I can't understand the bad performance:
#threads |time in s|Efficiency
1.0000 93.1989 1.0000
2.0000 80.0887 0.5818
3.0000 76.6610 0.4052
4.0000 87.3170 0.2668
5 Comments
Benny Hartwig
on 31 Jul 2021
Dear Marko,
I've run your script on MacMini M1 with 8gb and observed similar numbers as you did. However, when altering a few lines of codes I observed increased efficiency for this particular exercise. Specifically, I changed:
maxThreads = str2num(core_info(53))-4; % deduct number of low performance cores
N = smallest_multiple(max(maxThreads,8))*2; % increase the number of iterations
y(n) = max(svd(randn(500))); % fix the size of the random matrix
The most important change is the thrid one of fixing the size of a randomly generated matrix. I think the reason is that the batches are somewhat unequally distributed in terms of size of the random matrix.
based on N = 1680
#threads |time in s|Efficiency
1.0000 61.9659 1.0000
2.0000 34.3137 0.9029
3.0000 26.9083 0.7676
4.0000 23.4078 0.6618
based on N = 3360
#threads |time in s|Efficiency
1.0000 111.3407 1.0000
2.0000 60.9948 0.9127
3.0000 45.1030 0.8229
4.0000 37.0086 0.7521
based on N = 8400
#threads |time in s|Efficiency
1.0000 263.5285 1.0000
2.0000 140.6530 0.9368
3.0000 105.1190 0.8357
4.0000 82.8724 0.7950
Best,
Benny
Marko
on 31 Jul 2021
Benny Hartwig
on 2 Aug 2021
Hi Marko,
intersting, so there is quite a performance boost with the M1 machine.
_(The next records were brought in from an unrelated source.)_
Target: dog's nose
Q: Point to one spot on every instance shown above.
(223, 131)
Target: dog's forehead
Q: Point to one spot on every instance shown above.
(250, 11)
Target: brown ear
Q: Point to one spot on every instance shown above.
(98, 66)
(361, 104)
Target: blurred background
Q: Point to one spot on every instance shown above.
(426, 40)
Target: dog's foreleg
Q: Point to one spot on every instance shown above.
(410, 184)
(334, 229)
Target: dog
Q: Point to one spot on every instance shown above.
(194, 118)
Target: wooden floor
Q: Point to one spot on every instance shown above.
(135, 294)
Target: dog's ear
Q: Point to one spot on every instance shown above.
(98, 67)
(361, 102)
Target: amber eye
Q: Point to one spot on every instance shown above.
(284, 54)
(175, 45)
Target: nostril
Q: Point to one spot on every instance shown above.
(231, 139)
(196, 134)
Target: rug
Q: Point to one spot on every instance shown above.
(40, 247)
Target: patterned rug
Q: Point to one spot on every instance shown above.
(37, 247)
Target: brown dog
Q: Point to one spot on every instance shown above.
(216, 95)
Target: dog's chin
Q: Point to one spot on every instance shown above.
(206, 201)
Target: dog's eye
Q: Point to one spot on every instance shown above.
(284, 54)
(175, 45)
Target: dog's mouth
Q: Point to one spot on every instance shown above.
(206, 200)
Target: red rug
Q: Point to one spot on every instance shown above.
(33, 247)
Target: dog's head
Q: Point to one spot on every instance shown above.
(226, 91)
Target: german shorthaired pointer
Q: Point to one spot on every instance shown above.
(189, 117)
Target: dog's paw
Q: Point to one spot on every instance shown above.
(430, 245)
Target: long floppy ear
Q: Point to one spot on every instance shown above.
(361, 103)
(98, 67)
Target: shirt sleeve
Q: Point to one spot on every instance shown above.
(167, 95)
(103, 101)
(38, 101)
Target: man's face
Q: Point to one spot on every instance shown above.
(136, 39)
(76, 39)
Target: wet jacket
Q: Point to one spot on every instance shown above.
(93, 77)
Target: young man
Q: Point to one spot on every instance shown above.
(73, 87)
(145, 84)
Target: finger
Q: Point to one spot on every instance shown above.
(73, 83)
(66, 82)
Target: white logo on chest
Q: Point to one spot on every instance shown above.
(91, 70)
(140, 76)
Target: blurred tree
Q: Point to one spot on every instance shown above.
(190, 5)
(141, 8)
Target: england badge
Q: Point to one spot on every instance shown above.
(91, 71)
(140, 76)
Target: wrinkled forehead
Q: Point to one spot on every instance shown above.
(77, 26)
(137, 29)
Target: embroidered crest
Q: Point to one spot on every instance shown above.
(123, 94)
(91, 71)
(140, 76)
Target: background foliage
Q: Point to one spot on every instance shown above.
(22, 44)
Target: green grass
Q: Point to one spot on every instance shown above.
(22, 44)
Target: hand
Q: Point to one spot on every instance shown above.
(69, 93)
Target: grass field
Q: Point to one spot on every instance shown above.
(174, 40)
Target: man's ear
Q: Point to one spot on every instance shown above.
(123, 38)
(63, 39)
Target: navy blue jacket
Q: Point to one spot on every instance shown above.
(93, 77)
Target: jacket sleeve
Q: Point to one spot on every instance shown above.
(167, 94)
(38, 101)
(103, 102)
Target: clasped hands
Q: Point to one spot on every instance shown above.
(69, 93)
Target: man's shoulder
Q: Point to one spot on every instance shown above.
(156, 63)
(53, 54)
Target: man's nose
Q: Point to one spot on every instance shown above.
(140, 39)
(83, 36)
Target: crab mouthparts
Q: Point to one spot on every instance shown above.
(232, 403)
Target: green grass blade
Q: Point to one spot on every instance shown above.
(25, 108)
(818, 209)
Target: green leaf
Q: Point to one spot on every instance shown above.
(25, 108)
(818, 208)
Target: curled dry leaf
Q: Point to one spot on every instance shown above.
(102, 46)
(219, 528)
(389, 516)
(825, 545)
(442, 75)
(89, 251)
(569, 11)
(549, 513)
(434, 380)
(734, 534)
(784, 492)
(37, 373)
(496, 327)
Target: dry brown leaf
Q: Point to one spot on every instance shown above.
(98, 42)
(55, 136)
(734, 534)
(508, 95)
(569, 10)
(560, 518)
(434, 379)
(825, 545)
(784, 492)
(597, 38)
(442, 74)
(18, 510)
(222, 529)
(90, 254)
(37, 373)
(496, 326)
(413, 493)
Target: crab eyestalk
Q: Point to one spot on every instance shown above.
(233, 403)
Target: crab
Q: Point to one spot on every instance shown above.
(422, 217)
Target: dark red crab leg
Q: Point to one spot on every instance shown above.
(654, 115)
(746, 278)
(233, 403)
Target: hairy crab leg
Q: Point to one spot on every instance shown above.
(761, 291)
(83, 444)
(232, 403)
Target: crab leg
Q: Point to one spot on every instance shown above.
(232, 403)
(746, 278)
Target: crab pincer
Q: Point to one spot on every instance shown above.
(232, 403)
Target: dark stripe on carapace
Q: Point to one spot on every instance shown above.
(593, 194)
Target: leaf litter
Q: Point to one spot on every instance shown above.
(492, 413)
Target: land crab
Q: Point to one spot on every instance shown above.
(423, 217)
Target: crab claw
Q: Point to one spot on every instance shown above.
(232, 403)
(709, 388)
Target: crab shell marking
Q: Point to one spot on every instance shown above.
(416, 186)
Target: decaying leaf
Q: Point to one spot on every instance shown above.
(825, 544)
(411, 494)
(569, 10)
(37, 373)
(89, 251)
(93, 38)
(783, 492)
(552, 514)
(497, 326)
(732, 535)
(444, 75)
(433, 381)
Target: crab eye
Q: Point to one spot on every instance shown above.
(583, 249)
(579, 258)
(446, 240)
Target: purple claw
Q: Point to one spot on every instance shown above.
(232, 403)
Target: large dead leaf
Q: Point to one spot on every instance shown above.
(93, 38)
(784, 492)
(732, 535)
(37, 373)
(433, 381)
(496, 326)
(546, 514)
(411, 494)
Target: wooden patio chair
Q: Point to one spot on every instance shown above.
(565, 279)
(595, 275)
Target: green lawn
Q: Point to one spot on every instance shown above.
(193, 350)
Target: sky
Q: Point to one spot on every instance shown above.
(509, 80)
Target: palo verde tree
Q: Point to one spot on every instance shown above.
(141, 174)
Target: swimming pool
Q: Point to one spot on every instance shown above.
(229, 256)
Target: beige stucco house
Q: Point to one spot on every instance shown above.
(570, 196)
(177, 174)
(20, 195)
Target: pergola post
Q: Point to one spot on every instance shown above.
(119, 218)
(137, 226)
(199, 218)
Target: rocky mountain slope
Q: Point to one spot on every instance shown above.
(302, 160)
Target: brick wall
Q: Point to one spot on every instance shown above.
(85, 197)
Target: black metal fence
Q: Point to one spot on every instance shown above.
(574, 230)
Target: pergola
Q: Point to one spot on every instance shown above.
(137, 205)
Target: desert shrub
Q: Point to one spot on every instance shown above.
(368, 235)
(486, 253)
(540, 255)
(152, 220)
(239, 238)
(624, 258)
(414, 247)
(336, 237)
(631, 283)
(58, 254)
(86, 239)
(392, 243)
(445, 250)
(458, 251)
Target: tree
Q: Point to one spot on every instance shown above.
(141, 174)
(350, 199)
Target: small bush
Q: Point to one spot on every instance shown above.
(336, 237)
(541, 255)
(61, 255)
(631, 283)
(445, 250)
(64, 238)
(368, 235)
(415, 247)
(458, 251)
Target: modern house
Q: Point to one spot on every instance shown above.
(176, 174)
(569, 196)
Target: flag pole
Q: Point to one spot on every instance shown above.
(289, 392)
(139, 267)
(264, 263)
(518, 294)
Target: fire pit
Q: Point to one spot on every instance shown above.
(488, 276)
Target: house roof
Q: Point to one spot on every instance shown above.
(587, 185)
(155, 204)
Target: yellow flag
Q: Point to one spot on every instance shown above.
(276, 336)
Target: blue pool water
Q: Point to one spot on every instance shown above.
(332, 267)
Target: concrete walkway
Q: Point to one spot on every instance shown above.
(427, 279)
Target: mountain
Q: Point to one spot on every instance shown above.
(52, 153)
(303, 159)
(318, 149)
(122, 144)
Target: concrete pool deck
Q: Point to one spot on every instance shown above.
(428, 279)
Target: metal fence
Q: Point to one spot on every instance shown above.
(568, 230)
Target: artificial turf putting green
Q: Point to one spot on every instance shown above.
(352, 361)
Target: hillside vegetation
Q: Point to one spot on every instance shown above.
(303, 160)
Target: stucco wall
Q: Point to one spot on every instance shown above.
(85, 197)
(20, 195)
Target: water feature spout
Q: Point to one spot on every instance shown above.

Did you manage to connect to all 8 cores in Matlab? When I was trying it parpool() did not start with more than four cores.
Best,
Benny
Benny Hartwig
on 2 Aug 2021
Hi Marko,
thank you very much for the hint. I managed to connect the M1 Mini 8gb to all eight cores and run the benchmark run again. However, I needed to make some changes to the exercise to get a better understanding of the performance:
N = smallest_multiple(max(maxThreads,8))*1000*5 % increase the size of the loop
evalc('parpool(''local'',k)'); % activate before tic toc (otherwise dilutes time keeping)
parfor n = 1:N*k % scale the loop by the number of threads s.t. every worker has to finish N jobs
y(n) = max(svd(randn(10))); % reduce size of the random matrix to contain memory pressure
end
result(k,2)=toc/k; % divide total time by the number of workers
#threads |time in s|Efficiency
1.0000 33.1795 1.0000
2.0000 17.1001 0.9702
3.0000 11.8776 0.9312
4.0000 9.2032 0.9013
5.0000 8.4971 0.7810
6.0000 7.7836 0.7105
7.0000 7.2541 0.6534
8.0000 7.1321 0.5815

So its seems that the efficiency cores also improve the performance but are a bit slower than the performance cores. Moreover, the chart on memory pressure indicates that these efficiency numbers might be downward biased because the memory usage turned yellow during the run with 5 to 8 threads. With 1 to 4 threads, the memory useage was always green.
So it probably pays off to get the model with 16gb of ram as the ram consumption of the parfor loop increases quite strongly when you add more workers. Maybe this problem could be solved when Matlab runs natively on the M1.